L’esperienza è stata svolta nell’ambito del percorso di “Cittadinanza e Costituzione” che, per noi
dell’Istituto Agrario (in accordo con gli obiettivi posti dal MIUR) significa formazione attiva di cittadini partecipi,
consapevoli dei loro diritti e dei loro doveri, diffusione dei valori della Costituzione e quelli dell'integrazione
europea.

Il film ha fornito ai ragazzi molti spunti di riflessione sulla realtà delle migrazioni, sul diritto degli uomini
di sognare e cercare un domani migliore per sé e i propri cari, rischiando spesso la vita in viaggi lunghi e
tormentati. Nel corso della proiezione abbiamo osservato tutta la durezza di una storia vera: l'esilio, la complessità
del sistema burocratico francese, la barriera della lingua, la separazione familiare.
Nel pomeriggio, la visita al Museo Diffuso della Resistenza si è snodata attraverso un percorso
multimediale interattivo, un viaggio virtuale a Torino nel decennio che va dall'approvazione delle norme
antiebraiche del 1938 alla promulgazione della Costituzione repubblicana del 1948.

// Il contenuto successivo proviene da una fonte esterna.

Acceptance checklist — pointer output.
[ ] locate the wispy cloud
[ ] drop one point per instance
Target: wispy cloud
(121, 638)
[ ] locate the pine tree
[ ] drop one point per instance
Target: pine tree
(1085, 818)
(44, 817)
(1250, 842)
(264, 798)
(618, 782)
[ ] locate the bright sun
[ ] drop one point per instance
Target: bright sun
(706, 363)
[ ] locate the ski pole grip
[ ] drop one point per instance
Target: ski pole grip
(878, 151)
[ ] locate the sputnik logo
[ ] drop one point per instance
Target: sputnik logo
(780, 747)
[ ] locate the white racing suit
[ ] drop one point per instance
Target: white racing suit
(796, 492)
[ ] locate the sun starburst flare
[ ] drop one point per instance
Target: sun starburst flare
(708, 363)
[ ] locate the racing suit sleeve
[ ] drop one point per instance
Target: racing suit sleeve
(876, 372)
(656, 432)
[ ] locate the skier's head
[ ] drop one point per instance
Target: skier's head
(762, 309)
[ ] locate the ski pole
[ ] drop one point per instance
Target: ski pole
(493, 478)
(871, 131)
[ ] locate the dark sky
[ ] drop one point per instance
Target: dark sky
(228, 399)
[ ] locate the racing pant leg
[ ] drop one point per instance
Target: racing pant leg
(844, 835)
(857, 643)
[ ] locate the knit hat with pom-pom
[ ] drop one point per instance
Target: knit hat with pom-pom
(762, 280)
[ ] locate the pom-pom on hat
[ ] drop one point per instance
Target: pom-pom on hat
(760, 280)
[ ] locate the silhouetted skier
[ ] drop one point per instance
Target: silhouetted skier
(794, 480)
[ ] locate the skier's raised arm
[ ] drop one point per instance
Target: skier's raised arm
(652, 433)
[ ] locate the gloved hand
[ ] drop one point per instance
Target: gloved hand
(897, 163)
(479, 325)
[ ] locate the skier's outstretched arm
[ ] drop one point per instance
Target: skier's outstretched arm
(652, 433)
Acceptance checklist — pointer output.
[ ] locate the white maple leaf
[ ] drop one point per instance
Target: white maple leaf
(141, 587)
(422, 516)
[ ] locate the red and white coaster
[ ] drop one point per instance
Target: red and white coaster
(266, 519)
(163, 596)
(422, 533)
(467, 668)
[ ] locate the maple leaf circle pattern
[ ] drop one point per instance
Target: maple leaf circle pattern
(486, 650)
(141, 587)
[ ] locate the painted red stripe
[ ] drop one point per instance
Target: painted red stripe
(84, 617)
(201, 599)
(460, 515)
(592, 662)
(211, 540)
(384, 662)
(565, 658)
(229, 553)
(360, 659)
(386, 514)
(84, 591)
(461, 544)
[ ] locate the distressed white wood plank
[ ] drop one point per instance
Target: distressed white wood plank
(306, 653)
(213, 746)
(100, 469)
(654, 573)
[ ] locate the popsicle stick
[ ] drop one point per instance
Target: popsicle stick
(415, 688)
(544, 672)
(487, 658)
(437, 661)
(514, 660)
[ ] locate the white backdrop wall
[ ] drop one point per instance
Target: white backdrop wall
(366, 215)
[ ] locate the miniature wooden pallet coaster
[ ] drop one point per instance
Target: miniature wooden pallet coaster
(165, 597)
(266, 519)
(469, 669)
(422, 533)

Il viaggio è stato scandito da cinque tappe: “Vivere il quotidiano”, “Vivere sotto le bombe”, “Vivere sotto il
regime”, “Vivere sotto l'occupazione” e “Vivere liberi”
. La parte centrale dell'allestimento è un grande tavolo
costellato di riquadri bianchi: sfiorandoli con la mano, si attiva un archivio multimediale che racconta 49 momenti
della storia cittadina. È parte integrante della visita anche il rifugio antiaereo che, situato a 12 metri di profondità,
offriva ricovero ai dipendenti del quotidiano "La Gazzetta del Popolo" ma anche a molti abitanti del quartiere.

La visita al Museo lascia i nostri ragazzi più consapevoli della storia del secolo scorso, della brutalità della
dittatura e della guerra e del coraggio dei giovani partigiani torinesi.